Humorous incidents often arose from what some considered Fr. Guanella’s foolish charity. Once, when some of the Sisters tried to prevent him from giving away some money, he literally threw money out the window to a poor man standing outside. Another time, not having any money to give, he tossed out a pair of new shoes. A friend and contemporary of Pope Pius X, Fr. Guanella often appealed to him for help in his work. When the Pope asked him if all his responsibilities did not worry him a great deal, the priest replied: “I worry until midnight and from then on I let God worry. I even sleep too much. Sometimes when I am in the streetcar, I miss my stop because I fall asleep. Then, quietly, and well rested, I return without telling anyone so they will not make fun of me.”
“But if too many come seeking a home, where will you put them?” a priest asked him one day. “Just let them get in the door,” Fr. Aloysius answered, “and Providence will take care of them.” His confidence, as always, was vindicated. “Let us confide and hope in God,” was his maxim. “Let us avoid sin, then shortly God will work.” He, himself, lacked neither foresight nor human prudence, nevertheless, he could say with complete conviction: “One grain of confidence is worth more than one hundred grains of foresight and human prudence.”

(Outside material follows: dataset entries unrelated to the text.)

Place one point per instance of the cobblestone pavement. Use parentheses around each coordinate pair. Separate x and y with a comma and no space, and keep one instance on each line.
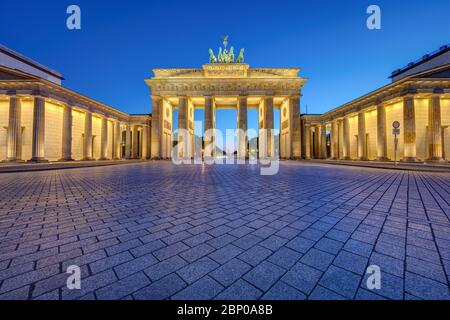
(158,231)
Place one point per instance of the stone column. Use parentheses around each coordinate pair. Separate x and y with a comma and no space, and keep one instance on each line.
(66,154)
(362,136)
(135,142)
(268,122)
(307,142)
(346,138)
(38,148)
(409,135)
(144,149)
(183,135)
(323,141)
(316,152)
(209,142)
(14,130)
(242,127)
(435,128)
(104,141)
(117,141)
(381,133)
(334,140)
(128,143)
(295,129)
(88,136)
(156,138)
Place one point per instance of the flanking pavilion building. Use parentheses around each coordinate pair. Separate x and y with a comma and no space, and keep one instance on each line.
(418,99)
(40,120)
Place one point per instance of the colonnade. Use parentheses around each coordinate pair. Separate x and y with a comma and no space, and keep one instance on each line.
(161,127)
(111,146)
(337,145)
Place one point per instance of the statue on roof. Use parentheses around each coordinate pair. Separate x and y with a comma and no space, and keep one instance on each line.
(224,55)
(240,58)
(212,57)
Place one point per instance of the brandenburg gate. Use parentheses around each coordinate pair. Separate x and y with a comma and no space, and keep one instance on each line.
(225,82)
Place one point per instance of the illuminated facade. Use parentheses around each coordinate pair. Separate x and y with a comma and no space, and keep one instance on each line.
(40,120)
(234,86)
(418,98)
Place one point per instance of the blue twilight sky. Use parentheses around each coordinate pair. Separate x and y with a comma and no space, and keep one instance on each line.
(121,41)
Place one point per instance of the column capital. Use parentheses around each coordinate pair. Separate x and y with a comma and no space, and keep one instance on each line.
(438,91)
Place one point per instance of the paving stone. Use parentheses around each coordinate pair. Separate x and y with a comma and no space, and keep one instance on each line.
(135,265)
(341,281)
(163,268)
(285,257)
(161,289)
(204,289)
(230,271)
(329,245)
(351,262)
(317,259)
(110,262)
(282,291)
(240,290)
(300,244)
(226,253)
(255,255)
(264,275)
(194,271)
(321,293)
(426,288)
(130,223)
(123,287)
(197,252)
(302,277)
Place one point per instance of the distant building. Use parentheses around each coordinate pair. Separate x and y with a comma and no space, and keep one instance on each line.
(40,120)
(418,98)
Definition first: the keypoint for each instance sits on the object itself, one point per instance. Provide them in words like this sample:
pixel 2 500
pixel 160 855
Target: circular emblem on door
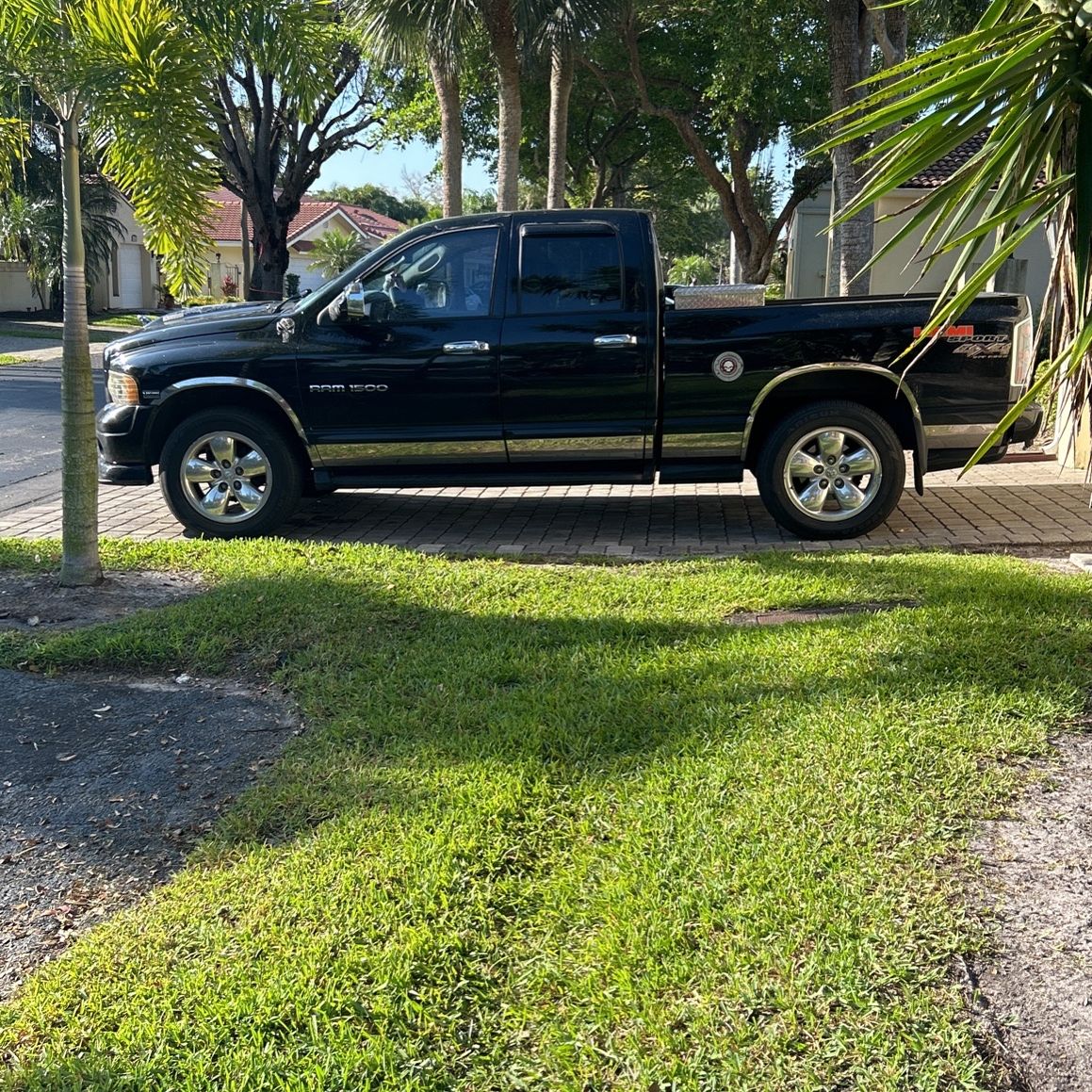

Fr. Guanella did much to rescue the victims of the Italian earthquakes of 1905 and 1915. He assisted at the disaster sites and sheltered refugees in his homes all over Italy. During World War I, he was active in relief and aid and was presented with a gold medal for his outstanding work. Aloysius Guanella died on October 24, 1915. He was beatified by Pope Paul VI in 1964. Benedict XVI made him a saint last October 25.